Bundan birkaç ay önce gazetelerin fiyatlarından şikâyet eden iki yazı yazmış, basının en büyük patronu olan Aydın Doğan’ın “tiraj kaybetme” endişesiyle zam yapmamasını eleştirmiştim. Malum, Türkiye’de gazetelerin çoğu zararda. Batı’da da gazeteler benzer maliyetlerle basılıyor, ama çok daha pahalı. Aydın Doğan’ın benden etkilendiğini sanmıyorum, ama gazeteler son aylarda, krize rağmen bir hayli zam yaptı, çok da hayırlı oldu.

Basının birinci özgürlüğü
Türkiye’de basının özgürlüğü tam puanlık bir iletişim fakültesi doktora tezi konusudur. Basının birinci özgürlüğü haber konusu olanlaradır. Malum, şirketler sık sık haber olur. Ancak bu şirketler aynı zamanda reklam verdiğinden haberleri etkilemeye çalışabilir. Bu durumda basın, özgürlüğünü yitirir. Reklamsız yaşayabilen, sadece okuruyla ayakta durabilen gazete ise özgürdür. Reklam geliri basının artık kârı olmalıdır. Bu nedenle son zamların basını daha özgürleştirdiği belirtilebilir.

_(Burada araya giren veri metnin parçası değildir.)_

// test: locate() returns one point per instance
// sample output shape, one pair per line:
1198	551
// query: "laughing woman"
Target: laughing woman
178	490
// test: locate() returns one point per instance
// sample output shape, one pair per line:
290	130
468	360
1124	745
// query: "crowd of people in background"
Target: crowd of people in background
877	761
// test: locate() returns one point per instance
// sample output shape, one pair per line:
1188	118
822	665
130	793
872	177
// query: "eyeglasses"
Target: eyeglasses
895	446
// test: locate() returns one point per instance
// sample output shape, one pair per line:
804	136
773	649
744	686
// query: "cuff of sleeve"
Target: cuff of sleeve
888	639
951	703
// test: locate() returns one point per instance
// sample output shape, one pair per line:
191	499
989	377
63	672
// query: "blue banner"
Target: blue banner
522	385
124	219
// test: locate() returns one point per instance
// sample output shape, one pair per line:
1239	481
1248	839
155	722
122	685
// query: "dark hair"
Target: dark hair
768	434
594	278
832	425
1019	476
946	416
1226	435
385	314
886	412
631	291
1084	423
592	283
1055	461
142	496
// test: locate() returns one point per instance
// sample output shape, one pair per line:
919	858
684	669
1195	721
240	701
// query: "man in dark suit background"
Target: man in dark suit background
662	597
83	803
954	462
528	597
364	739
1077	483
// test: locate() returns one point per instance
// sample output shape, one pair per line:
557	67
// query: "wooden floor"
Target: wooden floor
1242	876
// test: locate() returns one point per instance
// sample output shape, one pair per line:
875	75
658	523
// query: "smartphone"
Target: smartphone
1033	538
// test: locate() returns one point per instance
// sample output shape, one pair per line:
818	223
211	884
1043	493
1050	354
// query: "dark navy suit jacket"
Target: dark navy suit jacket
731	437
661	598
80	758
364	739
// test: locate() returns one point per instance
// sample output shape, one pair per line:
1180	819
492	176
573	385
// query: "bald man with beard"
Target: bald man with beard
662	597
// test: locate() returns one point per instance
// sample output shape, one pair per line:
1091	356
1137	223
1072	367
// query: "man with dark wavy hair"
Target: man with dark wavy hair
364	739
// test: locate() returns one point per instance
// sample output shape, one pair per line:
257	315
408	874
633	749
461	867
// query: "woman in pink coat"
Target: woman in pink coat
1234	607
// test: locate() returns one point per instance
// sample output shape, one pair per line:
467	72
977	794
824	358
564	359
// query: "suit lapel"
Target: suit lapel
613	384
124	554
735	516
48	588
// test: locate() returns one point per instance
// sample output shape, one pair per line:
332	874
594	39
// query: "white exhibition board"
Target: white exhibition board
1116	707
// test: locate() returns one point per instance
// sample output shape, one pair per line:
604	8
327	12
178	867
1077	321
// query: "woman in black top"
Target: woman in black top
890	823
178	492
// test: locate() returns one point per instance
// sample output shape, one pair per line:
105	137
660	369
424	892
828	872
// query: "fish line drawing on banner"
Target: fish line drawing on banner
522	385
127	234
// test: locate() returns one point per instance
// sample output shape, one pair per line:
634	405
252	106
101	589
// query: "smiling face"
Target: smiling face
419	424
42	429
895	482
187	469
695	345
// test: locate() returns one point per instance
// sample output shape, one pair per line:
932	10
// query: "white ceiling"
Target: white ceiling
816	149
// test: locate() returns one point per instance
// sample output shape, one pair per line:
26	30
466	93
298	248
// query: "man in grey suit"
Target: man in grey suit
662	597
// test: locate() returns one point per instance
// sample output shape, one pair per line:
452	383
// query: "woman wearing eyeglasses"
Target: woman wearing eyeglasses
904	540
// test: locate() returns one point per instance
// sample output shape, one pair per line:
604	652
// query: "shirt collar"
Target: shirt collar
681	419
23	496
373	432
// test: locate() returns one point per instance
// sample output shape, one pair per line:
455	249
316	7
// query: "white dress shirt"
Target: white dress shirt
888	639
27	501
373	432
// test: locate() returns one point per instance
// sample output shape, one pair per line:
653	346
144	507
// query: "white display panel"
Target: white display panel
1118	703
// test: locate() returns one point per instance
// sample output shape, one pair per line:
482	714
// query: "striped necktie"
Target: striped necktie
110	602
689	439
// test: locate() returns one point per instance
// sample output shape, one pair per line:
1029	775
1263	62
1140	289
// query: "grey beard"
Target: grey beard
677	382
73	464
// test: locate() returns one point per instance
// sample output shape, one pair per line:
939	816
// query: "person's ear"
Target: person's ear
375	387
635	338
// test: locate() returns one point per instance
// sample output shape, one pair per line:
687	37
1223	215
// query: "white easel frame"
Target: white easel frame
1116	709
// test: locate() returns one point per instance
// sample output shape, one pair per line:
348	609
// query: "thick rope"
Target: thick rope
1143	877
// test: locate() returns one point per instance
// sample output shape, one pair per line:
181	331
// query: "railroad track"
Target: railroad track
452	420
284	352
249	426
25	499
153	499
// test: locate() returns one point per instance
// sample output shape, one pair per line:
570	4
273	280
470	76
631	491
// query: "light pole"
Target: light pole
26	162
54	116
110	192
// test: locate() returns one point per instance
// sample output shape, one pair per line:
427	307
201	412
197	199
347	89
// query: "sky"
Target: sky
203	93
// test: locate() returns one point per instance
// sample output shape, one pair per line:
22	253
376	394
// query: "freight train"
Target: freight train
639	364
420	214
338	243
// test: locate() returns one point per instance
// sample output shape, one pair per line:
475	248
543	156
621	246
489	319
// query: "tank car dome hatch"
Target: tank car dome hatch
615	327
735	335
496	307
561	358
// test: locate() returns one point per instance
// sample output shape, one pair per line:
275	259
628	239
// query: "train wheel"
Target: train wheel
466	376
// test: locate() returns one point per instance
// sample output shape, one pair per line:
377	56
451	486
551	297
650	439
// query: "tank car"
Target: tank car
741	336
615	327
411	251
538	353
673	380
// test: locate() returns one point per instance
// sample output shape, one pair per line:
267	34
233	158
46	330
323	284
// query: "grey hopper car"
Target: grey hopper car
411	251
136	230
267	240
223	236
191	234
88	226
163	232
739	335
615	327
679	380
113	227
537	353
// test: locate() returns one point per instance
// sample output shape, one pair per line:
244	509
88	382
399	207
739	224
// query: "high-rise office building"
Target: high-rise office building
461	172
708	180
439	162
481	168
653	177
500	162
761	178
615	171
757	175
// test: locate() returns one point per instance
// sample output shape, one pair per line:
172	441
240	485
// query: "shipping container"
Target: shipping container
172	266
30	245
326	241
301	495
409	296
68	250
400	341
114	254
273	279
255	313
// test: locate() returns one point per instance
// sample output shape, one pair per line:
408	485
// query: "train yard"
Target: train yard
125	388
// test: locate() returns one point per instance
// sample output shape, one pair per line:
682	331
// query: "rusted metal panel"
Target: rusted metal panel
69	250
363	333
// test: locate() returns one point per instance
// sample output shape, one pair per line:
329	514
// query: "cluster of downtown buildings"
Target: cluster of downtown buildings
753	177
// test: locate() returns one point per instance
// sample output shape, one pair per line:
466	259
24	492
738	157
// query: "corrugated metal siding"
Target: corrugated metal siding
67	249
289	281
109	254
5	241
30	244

İşadamlarının yanı sıra Türkiye’de siyasetçiler de basını genellikle baskı altına almak istemiştir. Malum, halk arasında “iktidarın sesi” gibi yakıştırmalar vardır. Unutmayalım, basından şikâyetçi olan Özal da bir zamanlar “İcraatın İçinden” diye tüm kanalların yayımlaması gereken bir programı çıkarmıştı.

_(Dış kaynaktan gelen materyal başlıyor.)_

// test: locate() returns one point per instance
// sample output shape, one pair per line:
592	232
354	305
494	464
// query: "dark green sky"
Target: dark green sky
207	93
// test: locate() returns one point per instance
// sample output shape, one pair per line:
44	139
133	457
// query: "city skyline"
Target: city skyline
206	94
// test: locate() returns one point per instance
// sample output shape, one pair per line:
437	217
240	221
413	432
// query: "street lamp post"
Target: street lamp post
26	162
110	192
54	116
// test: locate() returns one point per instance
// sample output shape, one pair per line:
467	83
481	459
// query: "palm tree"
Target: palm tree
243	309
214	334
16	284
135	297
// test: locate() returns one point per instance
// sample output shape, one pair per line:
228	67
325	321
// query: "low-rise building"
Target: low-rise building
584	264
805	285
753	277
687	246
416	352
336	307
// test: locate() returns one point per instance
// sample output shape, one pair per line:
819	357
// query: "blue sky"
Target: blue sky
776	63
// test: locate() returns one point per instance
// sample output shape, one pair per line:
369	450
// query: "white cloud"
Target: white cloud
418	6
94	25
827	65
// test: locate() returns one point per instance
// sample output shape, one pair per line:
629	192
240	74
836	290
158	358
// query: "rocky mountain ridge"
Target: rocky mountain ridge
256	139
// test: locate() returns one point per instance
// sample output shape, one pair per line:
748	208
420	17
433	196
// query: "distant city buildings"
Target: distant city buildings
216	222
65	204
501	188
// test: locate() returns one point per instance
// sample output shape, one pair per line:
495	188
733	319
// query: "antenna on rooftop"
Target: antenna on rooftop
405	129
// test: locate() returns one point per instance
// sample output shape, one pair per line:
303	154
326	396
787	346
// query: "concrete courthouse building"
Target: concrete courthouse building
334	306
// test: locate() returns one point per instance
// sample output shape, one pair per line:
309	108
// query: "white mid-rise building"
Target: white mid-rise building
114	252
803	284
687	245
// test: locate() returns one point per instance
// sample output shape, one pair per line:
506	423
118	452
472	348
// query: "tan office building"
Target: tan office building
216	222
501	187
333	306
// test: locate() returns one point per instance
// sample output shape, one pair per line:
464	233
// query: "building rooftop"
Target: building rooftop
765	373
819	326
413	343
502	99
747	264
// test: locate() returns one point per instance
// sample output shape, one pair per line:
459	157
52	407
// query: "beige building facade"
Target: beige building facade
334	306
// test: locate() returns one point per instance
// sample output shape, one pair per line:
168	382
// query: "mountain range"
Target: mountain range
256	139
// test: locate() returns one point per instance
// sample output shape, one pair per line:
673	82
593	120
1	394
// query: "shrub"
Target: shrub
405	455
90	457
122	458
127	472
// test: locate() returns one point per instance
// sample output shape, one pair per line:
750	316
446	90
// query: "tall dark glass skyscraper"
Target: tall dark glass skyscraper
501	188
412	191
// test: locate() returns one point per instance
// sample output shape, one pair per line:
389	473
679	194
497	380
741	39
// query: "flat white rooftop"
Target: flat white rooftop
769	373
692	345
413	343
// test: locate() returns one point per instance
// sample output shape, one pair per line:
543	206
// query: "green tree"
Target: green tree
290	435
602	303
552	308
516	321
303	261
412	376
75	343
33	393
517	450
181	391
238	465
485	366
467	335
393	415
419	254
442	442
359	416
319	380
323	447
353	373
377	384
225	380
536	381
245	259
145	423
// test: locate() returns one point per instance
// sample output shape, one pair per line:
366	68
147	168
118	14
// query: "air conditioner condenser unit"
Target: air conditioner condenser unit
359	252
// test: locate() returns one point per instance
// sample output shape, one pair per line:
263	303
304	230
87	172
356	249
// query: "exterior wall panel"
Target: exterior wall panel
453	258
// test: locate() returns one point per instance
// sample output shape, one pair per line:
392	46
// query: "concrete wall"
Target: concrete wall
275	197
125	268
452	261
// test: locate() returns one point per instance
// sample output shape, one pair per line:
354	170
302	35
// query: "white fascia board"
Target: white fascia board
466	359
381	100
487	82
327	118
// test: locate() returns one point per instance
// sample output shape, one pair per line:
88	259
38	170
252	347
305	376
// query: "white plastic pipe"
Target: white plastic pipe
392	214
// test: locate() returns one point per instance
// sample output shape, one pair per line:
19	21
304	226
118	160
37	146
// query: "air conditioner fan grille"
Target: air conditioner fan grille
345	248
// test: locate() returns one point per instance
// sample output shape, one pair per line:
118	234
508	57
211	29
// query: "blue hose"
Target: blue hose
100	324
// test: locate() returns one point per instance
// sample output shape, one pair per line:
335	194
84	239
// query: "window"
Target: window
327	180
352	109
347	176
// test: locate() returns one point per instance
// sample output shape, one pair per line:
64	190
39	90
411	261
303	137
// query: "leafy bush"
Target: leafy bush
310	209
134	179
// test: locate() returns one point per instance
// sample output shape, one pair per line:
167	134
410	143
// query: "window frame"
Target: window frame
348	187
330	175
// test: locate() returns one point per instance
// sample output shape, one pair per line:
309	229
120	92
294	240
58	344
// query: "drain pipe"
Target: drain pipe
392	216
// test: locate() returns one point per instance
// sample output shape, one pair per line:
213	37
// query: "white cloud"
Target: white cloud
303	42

Aslında, basının özgürleşmesi demokrasiyi güçlendirdiği için demokrasinin gelişmesini isteyenlerin bu doğrultuda çaba göstermesi gerekir. Bir basın kuruluşunda hükümete karşı eleştiriler hep yer alabildiyse, bu, demokrasinin en belirgin işaretidir.

Tazminat sorunu
Bundan 30 yıl önce Türkiye’de basın patronlarının çoğu gazetecilikten yetişenlerdi. Şimdi basın patronlarının hepsinin bir dizi başka işi var. Bu gayet doğal, çünkü dünyada medya sektörü eskisinden çok farklı. Fakat yine de burada tek önemli kriter, basının yine özgürlüğüdür. Patrondan da, iktidardan da, farklı ekonomik menfaat gruplarından da.
Bununla beraber, Türkiye’de basının özgürlüğünü değerlendirirken yayın politikasındaki sınırların belirlenmesi konusunda uzlaşma gerekiyor. Sınırsız özgürlük olamaz. Haber yahut yorumlarda gerçek olmayan, doğruluğu teyit edilmemiş veya özel hayata ilişkin olan, kişiliği zedeleyen içerikten kaçınılmalıdır. Gazetecilere sık sık tazminat davası açılıyor. Artık bu da düzelmeli. Hem tazminatın tamamını patron yüklenmemeli hem de yargıdaki tazminatlar caydırıcı olmalı. Öte yandan, siyasetçilerin de eleştiriler karşısında hoşgörü duygusu (yahut da demokrasi anlayışı) gelişmeli.
Demokrasi için basının özgürleşmesi kaçınılmaz. Ama elbette belli bir “seviye” içinde. Ülkemizde siyasetçinin saygınlığının azaldığı malum. Ama araştırmalar basının da güven yitirdiğini gösteriyor. Kısacası, seviyeli biçimde özgürleşmeliyiz ve saygınlığımızı kazanmalıyız. Demokrasi için.